PI: Pirooz Eghtesady, MD, PhD

(Collaborators: Sanmay Das, PhD, Department of Computer Science and Engineering, Washington University in St. Louis, MO, and Matt Hall, PhD, Principal Biostatistician, Children’s Hospital Association, KS)

The goal of this collaborative venture is to use Machine Learning to apply algorithms to pediatric administrative health databases to improve decision-making for pediatric cardiac surgery.

Our long-term aim is to improve outcomes for children who require congenital heart surgery, through identifying and learning the best practice patterns underlying complex decision-making: a tool for indirectly evaluating “judgment” in the clinical setting.

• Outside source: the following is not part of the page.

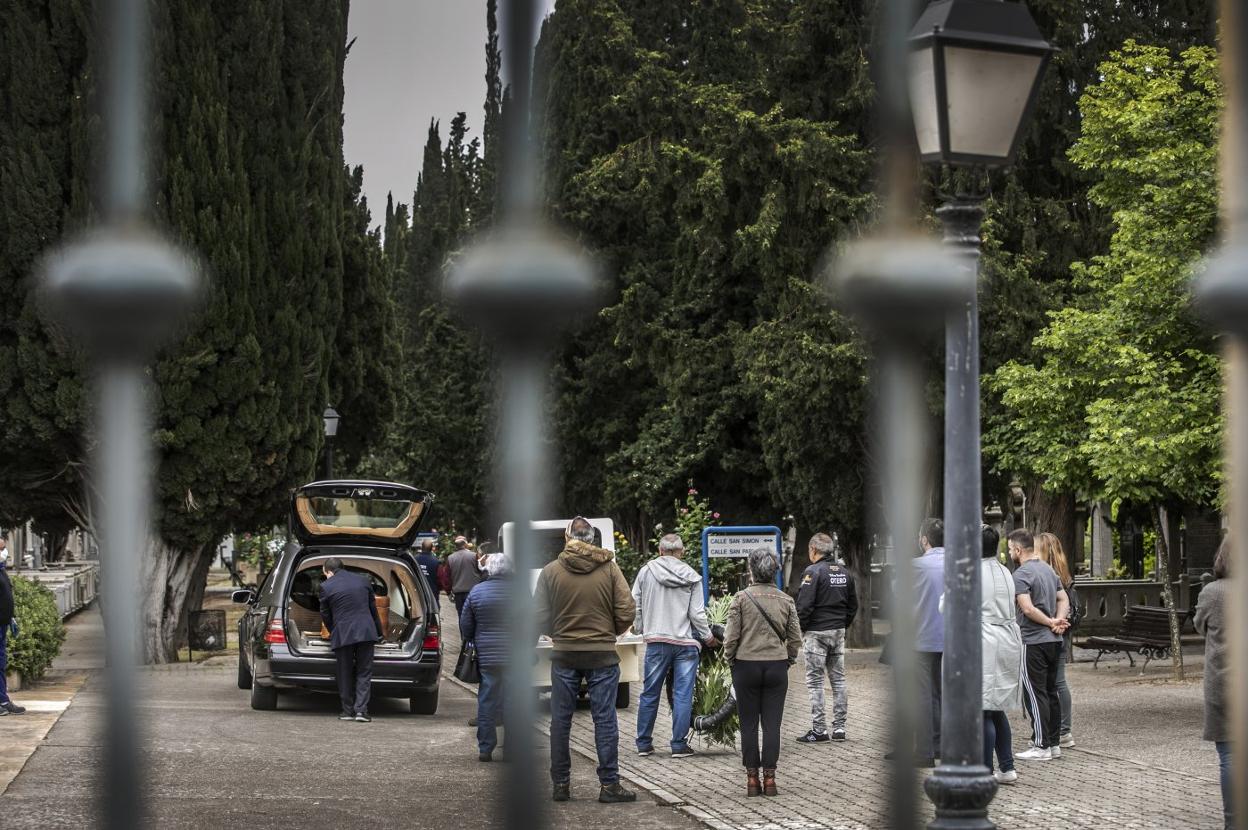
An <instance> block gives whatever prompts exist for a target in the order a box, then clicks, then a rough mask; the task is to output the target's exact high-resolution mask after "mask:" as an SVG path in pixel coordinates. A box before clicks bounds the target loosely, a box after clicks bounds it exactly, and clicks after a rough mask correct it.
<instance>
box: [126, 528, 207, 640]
mask: <svg viewBox="0 0 1248 830" xmlns="http://www.w3.org/2000/svg"><path fill="white" fill-rule="evenodd" d="M211 553H212V548H211V547H206V545H201V547H198V548H193V549H190V550H183V549H180V548H173V547H171V545H168V544H166V543H165V542H163V540H161V539H152V540H151V542H149V545H147V554H146V558H145V560H144V569H142V575H141V580H142V582H141V584H140V585H139V588H140V594H139V595H140V597H142V598H144V605H142V648H144V658H145V660H146V662H147V663H172V662H175V660H176V659H177V643H178V638H180V637H181V635H182V633H183V630H185V624H183V619H185V617H183V613H185V609H186V600H187V598H188V597H190V594H191V589H192V587H193V585H195V582H196V577H197V575H198V578H200V580H201V582H202V579H203V578H205V575H206V573H207V567H208V565H210V564H211V562H212V557H211ZM201 595H202V594H201Z"/></svg>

Based on large amounts of data from prior clinical outcomes in children who have undergone complex surgeries for congenital heart disease, we are applying Machine Learning to develop algorithms to determine best practice patterns. Data is abstracted from the PHIS database with pharmacy, clinical, and imaging resource utilization data incorporated into the learning algorithms. By using standard machine learning classifiers and feature scoring techniques, we are able to achieve high accuracy and identify several factors that are correlated with a positive outcome.